A contact form on your site is a great way to encourage customers or potential customers to take a desired action. Whether you’d like them to sign up for an e-book or schedule a consultation, contact forms can help make it happen. However, the way you set up your contact form on your site has a significant impact on whether people actually bother to hit “submit.” Here’s what you need to know:
Some businesses use their site’s contact form as a way to do market research about their clients. They ask the basics (name, phone number, e-mail address, etc.) but then throw in additional questions that aren’t totally essential to complete the transaction. While these questions may be beneficial to your marketing team, they can become aggravating to the person on the other end of the screen who’s just trying to submit the form and move on. Be selective about the fields that you make necessary on your contact form. Gather the pertinent information and make the other fields optional, otherwise customers will give up.
While it’s become normal to do business online, some people are still hesitant about giving up too much personal information to a random contact form on a website. They may be fine giving you their name and e-mail address, but if you start asking for their home address, place of employment, or other more private details, they get uncomfortable and hit “x.” It’s important to know your consumers’ limits, and to stay within these limits.
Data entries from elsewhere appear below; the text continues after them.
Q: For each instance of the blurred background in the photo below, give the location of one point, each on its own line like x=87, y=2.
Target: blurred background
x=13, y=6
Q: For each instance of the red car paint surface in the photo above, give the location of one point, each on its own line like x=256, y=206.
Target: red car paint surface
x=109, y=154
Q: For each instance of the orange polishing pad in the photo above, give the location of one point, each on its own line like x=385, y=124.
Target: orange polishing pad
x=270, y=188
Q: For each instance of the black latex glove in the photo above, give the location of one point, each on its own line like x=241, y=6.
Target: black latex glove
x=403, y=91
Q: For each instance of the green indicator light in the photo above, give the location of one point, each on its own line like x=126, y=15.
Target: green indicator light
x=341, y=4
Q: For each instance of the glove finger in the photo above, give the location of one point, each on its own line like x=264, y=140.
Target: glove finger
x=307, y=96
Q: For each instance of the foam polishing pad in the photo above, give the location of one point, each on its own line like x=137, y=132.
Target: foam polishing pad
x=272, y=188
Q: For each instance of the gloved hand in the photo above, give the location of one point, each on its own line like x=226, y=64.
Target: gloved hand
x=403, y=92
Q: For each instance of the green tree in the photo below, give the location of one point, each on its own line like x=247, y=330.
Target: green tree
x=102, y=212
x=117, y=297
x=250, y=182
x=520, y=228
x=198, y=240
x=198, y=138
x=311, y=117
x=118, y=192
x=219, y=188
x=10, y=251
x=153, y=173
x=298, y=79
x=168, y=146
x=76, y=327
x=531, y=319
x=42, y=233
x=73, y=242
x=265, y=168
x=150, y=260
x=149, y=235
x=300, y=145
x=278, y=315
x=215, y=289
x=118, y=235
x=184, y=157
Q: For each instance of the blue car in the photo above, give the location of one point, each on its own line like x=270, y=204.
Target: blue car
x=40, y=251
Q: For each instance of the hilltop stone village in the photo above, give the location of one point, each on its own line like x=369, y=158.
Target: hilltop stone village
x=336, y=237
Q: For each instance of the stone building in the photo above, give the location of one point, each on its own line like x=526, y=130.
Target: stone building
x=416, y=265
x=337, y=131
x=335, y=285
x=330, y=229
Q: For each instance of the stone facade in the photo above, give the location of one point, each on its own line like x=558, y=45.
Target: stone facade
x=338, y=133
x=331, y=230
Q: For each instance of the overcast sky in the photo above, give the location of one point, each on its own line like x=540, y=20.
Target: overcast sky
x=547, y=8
Some business owners believe that if they gather plenty of information from users who submit a contact form, they’ll then be able to process these details and draw highly informative conclusions about their target customer. However it’s important to be realistic about this. Does your marketing team really have time to sift through and analyze 300 contact forms, each with three pages of information about that particular customer? Probably not. Therefore you’re aggravating both the client and your staff. Instead, trim the form down to its most necessary information and leave out the rest.
Keeping contact forms short and easy to fill out helps to encourage potential clients to actually complete the form, thus generating more leads for you. If you’re unsure if your contact form is pesky to a potential customer, think about how you would feel if you saw a similar form on a website you were visiting. Would you roll your eyes at all of the blanks or find that it’s pretty easy to complete? From there, make any necessary adjustments to create a pleasant consumer experience.